Swift interacts with other Swift code and with C-family languages through the use of Swift modules and clang modules, respectively.

A module can only access other modules that are as or less restrictive than that module (just like how public headers cannot include private headers).

TODO.

Details about Clang modules can be found at Modules on the Clang LLVM documentation site.

There are several different ways a module map can be structured.

The standard structure for a public module map is

framework module ABC [system] {
    umbrella "Headers" // or `umbrella header "ABC.h"`
    
    module * { export * }
    
    export *
}

Clients of ABC can then do import ABC to access all headers in the framework's Headers directory.

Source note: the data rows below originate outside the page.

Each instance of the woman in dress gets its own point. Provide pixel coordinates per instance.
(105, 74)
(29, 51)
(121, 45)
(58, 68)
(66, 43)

Private modules do not have such a standard structure; however, some common ones include

framework module ABC_Private [system] {
    umbrella "PrivateHeaders"

    module * { export * }
    
    export *
}

or

framework module ABC_Private [system] {
    explicit module A {
        header "A.h"
        export *
    }
    
    explicit module B {
        header "B.h"
        export *
    }
    
    // etc.
}

Clients of ABC_Private can then do import ABC_Private to access all headers in the framework's PrivateHeaders directory in the first case, or import ABC_Private.A to access explicit sub-modules as in the second case.

Note that some private module maps use a combination of module map structure styles and explicit/implicit sub-modules. This is bad practice because it is inconsistent and typically leads to confusion about how to import a specific module.

Swift code in WebKit uses the standard swift-format tool for formatting and linting, including enabling all checks and rules. At any given time, there should be zero violations in the Source directory of WebKit.

Additionally, the following style rules are recommended for consistency, but not enforced nor required:

• Omit any keywords that are not necessary (for example, in most cases these are usually keywords such as internal, nonisolated, and return)

The WebKit check-webkit-style script includes performing swift-format. To run swift-format directly, use

swift format lint --recursive Source/ --strict

Do not ignore any of the formatting or linting errors produced by swift-format; these rules enforce consistency and improved correctness.

If, for any reason, a swift-format violation needs to be suppressed, the following comment can be written above the line that contains the violation:

// FIXME: <bug tracking why this violation is ignored and plans to re-enable it>
// swift-format-ignore: <name of swift-format rule>

This section lists the recent changes made to this guide.

2025-03-03

• Published the initial version of this guide.